Optimal number of components should be based on Kaiser’s Stopping Rule.
According to Kaiser’s Stopping Rule, eigenvalue higher than 1 should be left. Eigenvalue = 1 means that components contain the same amount of information as a single variable, for dimension reduction purpose only components with eigenvalues >1 should be applied.
wine1.cov<-cov(wine1)
wine1.eigen<-eigen(wine1.cov)
wine1.eigen$values
## [1] 2.2065839 1.8569970 1.1655214 0.9932092 0.8854100 0.6455242 0.5413419
## [8] 0.4356157 0.2697966
According do Kaiser’s rule, 3 components should be chosen. Component 4 is close to 1 but still below.
## Importance of components:
## PC1 PC2 PC3 PC4 PC5 PC6 PC7
## Standard deviation 1.4855 1.3627 1.0796 0.9966 0.94096 0.80345 0.73576
## Proportion of Variance 0.2452 0.2063 0.1295 0.1104 0.09838 0.07172 0.06015
## Cumulative Proportion 0.2452 0.4515 0.5810 0.6914 0.78975 0.86147 0.92162
## PC8 PC9
## Standard deviation 0.6600 0.51942
## Proportion of Variance 0.0484 0.02998
## Cumulative Proportion 0.9700 1.00000
Unfortunately 3 components explain only 58 % of variance. However the cumulative sum of explained variance should be between 70-90% in order to be considered as satisfactory. The selected number 3 of components is not in this range.
An alternative method to determine the number of principal components is to look at a Scree Plot, which is the plot of eigenvalues ordered from largest to the smallest. The number of component is determined at the point, beyond which the remaining eigenvalues are all relatively small and of comparable size (Jollife 2002, Peres-Neto, Jackson, and Somers (2005))
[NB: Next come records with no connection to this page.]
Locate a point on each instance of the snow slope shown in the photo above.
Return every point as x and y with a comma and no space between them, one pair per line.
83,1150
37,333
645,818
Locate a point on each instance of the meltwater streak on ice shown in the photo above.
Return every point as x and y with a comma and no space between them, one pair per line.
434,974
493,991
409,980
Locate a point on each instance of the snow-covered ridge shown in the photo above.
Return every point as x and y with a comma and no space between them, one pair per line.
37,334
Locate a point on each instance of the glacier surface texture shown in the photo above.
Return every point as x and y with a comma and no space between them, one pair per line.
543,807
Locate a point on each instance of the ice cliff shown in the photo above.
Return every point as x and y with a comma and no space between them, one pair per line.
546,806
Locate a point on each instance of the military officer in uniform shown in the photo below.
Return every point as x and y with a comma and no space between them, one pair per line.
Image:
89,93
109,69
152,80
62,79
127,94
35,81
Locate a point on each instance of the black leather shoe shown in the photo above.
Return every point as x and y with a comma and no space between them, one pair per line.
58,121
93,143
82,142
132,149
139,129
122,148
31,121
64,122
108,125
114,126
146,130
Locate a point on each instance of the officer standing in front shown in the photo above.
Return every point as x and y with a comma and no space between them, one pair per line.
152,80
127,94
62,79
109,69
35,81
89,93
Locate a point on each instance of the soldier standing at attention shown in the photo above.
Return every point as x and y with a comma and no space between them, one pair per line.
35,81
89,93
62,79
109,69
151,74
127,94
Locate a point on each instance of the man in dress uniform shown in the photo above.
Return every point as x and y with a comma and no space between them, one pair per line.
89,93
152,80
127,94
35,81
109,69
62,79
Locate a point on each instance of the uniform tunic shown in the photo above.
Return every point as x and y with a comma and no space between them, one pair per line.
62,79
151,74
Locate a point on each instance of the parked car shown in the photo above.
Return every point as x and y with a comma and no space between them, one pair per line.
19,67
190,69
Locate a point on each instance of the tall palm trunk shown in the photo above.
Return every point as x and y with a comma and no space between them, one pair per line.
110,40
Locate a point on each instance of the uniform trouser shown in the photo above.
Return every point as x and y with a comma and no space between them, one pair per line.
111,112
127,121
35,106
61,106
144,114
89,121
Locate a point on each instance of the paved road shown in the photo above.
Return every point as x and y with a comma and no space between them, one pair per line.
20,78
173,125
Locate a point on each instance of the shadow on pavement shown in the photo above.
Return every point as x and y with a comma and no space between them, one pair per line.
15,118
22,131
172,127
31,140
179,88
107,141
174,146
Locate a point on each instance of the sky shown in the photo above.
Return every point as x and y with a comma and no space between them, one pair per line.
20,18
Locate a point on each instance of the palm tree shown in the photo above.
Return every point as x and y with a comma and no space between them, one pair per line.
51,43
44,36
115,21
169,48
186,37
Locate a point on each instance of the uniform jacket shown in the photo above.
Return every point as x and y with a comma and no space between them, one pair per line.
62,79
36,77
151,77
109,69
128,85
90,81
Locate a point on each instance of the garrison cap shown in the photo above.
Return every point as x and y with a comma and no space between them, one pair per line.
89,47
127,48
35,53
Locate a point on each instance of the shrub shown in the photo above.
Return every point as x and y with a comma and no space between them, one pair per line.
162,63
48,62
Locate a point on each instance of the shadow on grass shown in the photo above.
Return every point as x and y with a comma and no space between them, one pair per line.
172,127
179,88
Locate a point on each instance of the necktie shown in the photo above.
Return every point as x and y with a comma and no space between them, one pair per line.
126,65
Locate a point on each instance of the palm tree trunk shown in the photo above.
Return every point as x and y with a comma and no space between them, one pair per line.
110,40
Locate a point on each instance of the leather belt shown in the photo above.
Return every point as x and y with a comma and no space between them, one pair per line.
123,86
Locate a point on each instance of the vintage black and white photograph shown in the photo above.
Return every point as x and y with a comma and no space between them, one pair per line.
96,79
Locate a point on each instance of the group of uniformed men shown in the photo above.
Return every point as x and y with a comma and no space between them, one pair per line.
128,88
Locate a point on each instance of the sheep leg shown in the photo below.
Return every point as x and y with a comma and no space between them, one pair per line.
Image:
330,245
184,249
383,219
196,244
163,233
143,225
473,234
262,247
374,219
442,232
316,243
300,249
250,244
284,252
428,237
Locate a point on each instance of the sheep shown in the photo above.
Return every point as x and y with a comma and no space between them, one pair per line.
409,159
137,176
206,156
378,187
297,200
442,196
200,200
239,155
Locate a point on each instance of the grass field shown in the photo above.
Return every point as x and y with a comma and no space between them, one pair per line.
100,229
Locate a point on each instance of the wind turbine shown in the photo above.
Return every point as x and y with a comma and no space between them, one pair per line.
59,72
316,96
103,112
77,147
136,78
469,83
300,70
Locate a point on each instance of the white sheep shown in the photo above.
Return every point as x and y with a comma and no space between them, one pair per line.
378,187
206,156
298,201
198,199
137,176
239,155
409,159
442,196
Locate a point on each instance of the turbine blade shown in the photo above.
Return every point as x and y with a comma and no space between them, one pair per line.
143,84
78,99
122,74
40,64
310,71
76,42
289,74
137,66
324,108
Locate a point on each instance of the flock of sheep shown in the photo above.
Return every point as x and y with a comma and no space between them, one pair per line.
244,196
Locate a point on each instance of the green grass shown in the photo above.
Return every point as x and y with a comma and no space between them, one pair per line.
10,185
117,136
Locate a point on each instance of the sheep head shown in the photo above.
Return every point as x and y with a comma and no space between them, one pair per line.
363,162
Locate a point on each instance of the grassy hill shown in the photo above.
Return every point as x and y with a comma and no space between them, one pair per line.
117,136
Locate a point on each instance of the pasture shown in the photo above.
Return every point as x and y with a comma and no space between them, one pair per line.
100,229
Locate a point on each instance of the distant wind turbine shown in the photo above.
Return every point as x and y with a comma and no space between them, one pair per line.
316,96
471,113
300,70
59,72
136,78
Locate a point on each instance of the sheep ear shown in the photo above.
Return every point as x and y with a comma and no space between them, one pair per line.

Based on the cumulative proportion of variance, the 70% threshold is exceeded only when selecting five principal components. Although the fourth component falls slightly below 1 (Kaiser’s Stopping Rule) and for 4 components cumulative variance is almost 70% (69,14%), it is essential to retain an adequate amount of information. The cumulative variance explained by the first three components is 58.10%, which could lead to an overly simplified model. In contrast, the cumulative variance of 69,14%, achieved by the first four components is might be sufficient. Therefore, the decision was made to select 4 components as it combines 70% of cumulative variance and Kaiser Rule.
Below there is a correlation plot - Positive correlated variables point to the same side of the plot. Negative correlated variables point to opposite sides of the graph.
Moreover, the distance between the variables and the orgin represents how well the variables are represented on the map, which means that variables further from the origin are more strongly represented on the map.
Plot of variables:
Variables:
In this case positively correlated variables are for example: residual sugar, chlorides and density. Negatively correlated can be pH and residual sugar. Such plot suggest that quality of the wine is positively correlated with the alcohol it contains but negatively correlated with volatile acidity. This plot reveals that chlorides, residual sugar and total sulfur dioxide are close to each other which corresponds to the results of 3rd component obtained later on, on graph “Contribution of variables to Dim-3”. Variables aren’t spotted in the center of the plot which suggests that quality of the model is not bad.
Graph of individuals:
Individuals with a similar profile are grouped together.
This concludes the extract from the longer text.